After commencing her musical studies at the Sarah Lawrence-College, New York, in 1952 and first compositions in 1955, Yoko Ono continued her philosophical studies. The works of the American-Japanese artist, filmmaker, composer of experimental music and singer, Yoko Ono, are manifold and correspond to the artistic atmosphere of departure, especially in the 1960ies.
It was already at the end of the 1950ies that Yoko Ono first appeared with the Fluxus movement around George Maciunas, John Cage, Merce Cunningham or Yvonne Rainer, in order to overcome the boundaries between sublime art and everyday life by integrating the public. Through instructions such as Light a match and watch till it goes out, 1955, or her famous Cut Piece, 1962, in which she has the public cut her clothes off her body with scissors - a cutting tool -, Ono makes an issue of the role of women and artists from a feminist point of view, as well as the problem of time, duration and interaction. Her field of action stretches from Fluxus to Happening, Action art, Performance and Concept art.

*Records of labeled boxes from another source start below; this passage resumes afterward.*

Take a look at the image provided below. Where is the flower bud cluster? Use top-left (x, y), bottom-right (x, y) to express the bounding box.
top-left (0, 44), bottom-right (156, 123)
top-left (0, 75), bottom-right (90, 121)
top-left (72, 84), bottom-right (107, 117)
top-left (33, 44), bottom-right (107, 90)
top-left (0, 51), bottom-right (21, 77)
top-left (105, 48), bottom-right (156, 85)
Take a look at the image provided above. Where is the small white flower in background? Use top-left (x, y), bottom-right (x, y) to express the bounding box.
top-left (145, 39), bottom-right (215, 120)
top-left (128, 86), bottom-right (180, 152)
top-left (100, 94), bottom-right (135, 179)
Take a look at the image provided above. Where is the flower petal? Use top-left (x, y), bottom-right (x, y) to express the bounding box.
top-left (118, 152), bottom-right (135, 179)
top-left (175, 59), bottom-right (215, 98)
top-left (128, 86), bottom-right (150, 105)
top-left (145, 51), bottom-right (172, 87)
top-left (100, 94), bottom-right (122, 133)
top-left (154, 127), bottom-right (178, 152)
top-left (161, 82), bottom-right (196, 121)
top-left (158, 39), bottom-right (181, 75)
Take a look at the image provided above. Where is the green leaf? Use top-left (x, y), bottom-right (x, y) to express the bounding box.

In the context of social and political change - it is the time of beginning civil rights movements, of the Vietnam war and of Women’s Lib - art searches for and pursues independence from the traditional material art object, extends its field of action and uses communication structures in a massive, offensive manner. Artists use autobiographic experiences or their attempts to extend the boundaries of space and time. Thus Yoko Ono developed a strongly socio-critical, politically committed attitude in her work, defending the peace movement and human rights, without committing herself to a certain medium. In doing so, she considers all media linked to each other in an equivalent crossover and interdisciplinarity, an approach that meets her intention to tear down that which divides men, art and everyday life, beholders and the works of art.
In 1972, the artist participated in the Kassel documenta5, in 1987, she participated again in documenta8.